With that in mind, it is wonderful to see the community widening and in February we welcomed international members. In just 3 weeks we had 350 new members join, a 35% increase in our overall membership numbers. It demonstrated again the appetite that exists for being part of a collaborative community. It also paves the way for connecting infrastructure beyond our national borders. Even if digital twins across countries might not be possible for another 10 or 20 years, bringing people into the conversation as early as possible the chance of success.
Connecting Academia and Industry
In February, we also launched the Research Register to encourage greater collaboration between academia and industry. We’re aware that industry always clear about what is happening in research, or how to engage with them and that research isn’t always as surfaced as it should be.

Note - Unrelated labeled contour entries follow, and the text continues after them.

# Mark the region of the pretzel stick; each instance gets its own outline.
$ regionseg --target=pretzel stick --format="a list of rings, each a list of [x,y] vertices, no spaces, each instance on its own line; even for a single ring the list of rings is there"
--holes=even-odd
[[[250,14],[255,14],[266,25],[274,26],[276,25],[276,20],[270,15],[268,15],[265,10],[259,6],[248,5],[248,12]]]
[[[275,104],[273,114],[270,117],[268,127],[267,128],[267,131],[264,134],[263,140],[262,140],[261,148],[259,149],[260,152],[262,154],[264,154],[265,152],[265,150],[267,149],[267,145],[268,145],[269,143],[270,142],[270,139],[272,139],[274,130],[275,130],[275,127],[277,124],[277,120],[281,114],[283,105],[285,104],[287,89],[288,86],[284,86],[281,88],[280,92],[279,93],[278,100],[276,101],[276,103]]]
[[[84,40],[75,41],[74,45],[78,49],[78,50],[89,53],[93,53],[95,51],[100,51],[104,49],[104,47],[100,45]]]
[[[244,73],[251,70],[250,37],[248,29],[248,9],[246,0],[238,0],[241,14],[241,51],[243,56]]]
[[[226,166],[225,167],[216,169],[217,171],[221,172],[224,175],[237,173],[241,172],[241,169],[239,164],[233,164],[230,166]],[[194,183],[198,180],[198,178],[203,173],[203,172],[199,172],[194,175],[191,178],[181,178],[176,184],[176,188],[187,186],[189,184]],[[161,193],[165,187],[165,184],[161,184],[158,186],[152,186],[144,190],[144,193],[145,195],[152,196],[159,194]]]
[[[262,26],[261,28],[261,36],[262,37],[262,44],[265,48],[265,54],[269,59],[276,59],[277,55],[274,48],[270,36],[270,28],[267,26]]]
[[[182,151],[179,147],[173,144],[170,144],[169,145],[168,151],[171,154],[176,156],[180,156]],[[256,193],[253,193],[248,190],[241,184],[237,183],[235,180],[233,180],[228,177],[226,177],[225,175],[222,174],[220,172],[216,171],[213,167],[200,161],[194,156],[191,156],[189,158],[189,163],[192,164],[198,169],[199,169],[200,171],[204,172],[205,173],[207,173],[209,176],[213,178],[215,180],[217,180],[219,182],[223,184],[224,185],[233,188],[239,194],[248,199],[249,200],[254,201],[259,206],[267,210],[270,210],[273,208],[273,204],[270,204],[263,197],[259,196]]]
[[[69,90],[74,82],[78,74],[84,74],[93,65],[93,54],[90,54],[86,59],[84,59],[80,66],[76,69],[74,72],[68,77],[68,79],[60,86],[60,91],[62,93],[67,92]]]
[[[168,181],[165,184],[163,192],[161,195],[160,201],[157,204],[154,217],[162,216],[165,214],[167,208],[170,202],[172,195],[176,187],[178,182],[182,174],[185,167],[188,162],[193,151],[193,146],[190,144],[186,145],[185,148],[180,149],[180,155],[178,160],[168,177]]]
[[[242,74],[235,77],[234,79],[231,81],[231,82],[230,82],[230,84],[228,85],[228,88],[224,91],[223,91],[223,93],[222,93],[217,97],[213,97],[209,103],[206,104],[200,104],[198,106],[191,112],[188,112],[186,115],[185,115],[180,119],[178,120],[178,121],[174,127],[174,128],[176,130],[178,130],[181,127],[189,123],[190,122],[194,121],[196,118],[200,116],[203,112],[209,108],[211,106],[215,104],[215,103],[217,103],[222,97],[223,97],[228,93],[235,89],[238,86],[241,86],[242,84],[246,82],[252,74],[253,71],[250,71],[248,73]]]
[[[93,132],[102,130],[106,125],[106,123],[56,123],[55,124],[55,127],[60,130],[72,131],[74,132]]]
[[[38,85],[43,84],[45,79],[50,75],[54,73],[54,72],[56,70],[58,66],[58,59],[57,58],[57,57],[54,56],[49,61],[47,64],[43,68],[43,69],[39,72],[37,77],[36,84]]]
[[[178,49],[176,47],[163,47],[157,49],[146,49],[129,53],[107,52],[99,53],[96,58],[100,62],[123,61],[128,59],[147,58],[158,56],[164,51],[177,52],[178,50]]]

Having a central place for the research to be shared will go a long way to addressing this.
There is benefit for academics too as they often struggle to get real-life scenarios to trial their research against. We hope that this can be a place where they connect with industry partners to help them as they measure applicability and impact.
A real highlight for me over the last couple of months has been hosting our first few Hub Insights interviews. It has been fascinating to hear what some of our members are up to in the digital twin space, but also to capture the kind of interactions we would normally be having outside the virtual world – a chance to ask a bit about who they are and their journey to where they are now.
The shared take-away from all the interviews is that they are deeply passionate about unlocking the value of digital twins. Working for the public good is a huge motivation and Alexandra Bolton, Executive Director for CDBB, summed it up well in our first interview, “If we can connect data and use it better, we can find the right answers to some of the biggest questions and make a real difference to the lives of future generations.”
Coming up in March
As we reach our anniversary, we will be taking stock in our first annual benchmark report, to be released this month. It’s an opportunity for us to share the progress and learnings we have made as we’ve grown from a community of 10 members to over 1,200. It’s also a chance to define a set of objectives and recommendations for 2021, based on careful reflection.
We will also continue with our Hub Insights series. On March 16th at 11:30 I will be interviewing May Winfield from Engineering and Peter Van Manen from Frazer-Nash Consultancy. They were both a part of the toolkit team which developed the Digital Twin Toolkit. Please register now to join us.
An ongoing focus for March and the rest of the year is establishing a community council which will help transition the DT Hub into more of a community-led group. We’re hoping they can help build connections and drive conversations.
As a result of some of the conversations we’ve already had on the Hub, we are now ready to commence on the first standards in the built environment for digital twins. It’s really through the feedback and insights of the community that projects like this are coming to fruition and the final report is due in May.